Nem sempre isto funciona, citem à vontade exemplos de que não funciona, mas temos uma taxa de reabilitação bastante elevada e temos o motivo de orgulho de que não vivemos na alçada de um Estado que mata mas de um Estado que educa à luz dos direitos humanos e do bom senso.
Matar é uma saída fácil para quem não tem coragem de lidar com os vivos.

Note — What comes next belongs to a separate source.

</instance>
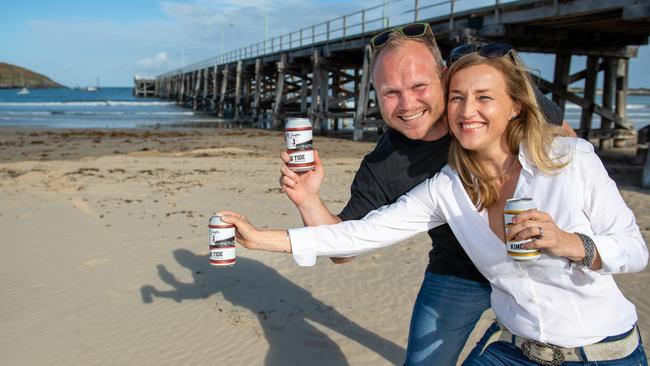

Melhorar o país não é com queixas alatórias, ridículas e tristes nas redes sociais e no Facebook, é com ações, com atitudes! É denunciar à polícia quando se é vítima de um assalto em vez de dizer que “eles não fazem nada”, se não denunciarem não fazem mesmo. É denunciar quando alguém na rua tentar vender droga. É recusar quando perguntam se quer a obra lá em casa feita sem IVA. É pedir faturas. É fugir às pequenas corrupções. É respeitar o sinal vermelho no trânsito e deixar passar o peão na passadeira em vez de levantar a mãozinha a pedir desculpa quando tinha oportunidade de parar atempadamente. É comprar o jornal para ler mais do que a secção desportiva. É pagar o bilhete do metro. É não cuspir na rua. É não sair de casa quando se está doente com algo contagioso. É evitar ir às urgências por motivos ridículos. É evitar passar a vida bêbado. É deixar de fumar. É revoltar-se quando vê que não se está a lidar devidamente com a questão da ébola em vez de ficar indignado por abaterem um cão que matou um bebé. É prestar atenção a notícias relevantes em vez das irrelevantes que estão na moda. É passear o cão com trela e impedir que suje a calçada. É não deitar lixo pela janela do carro. Entre outros comportamentos que as pessoas deviam supostamente adquirir na idade pré-escolar.

Insultar o Estado é muito fácil, lembrar que a população é parte integrante do Estado é que já não é tanto.

Antes que me acusem de afiliações políticas, poupem-se ao ridículo: não tenho e não apoio qualquer partido político neste momento e muito menos apoio o governo.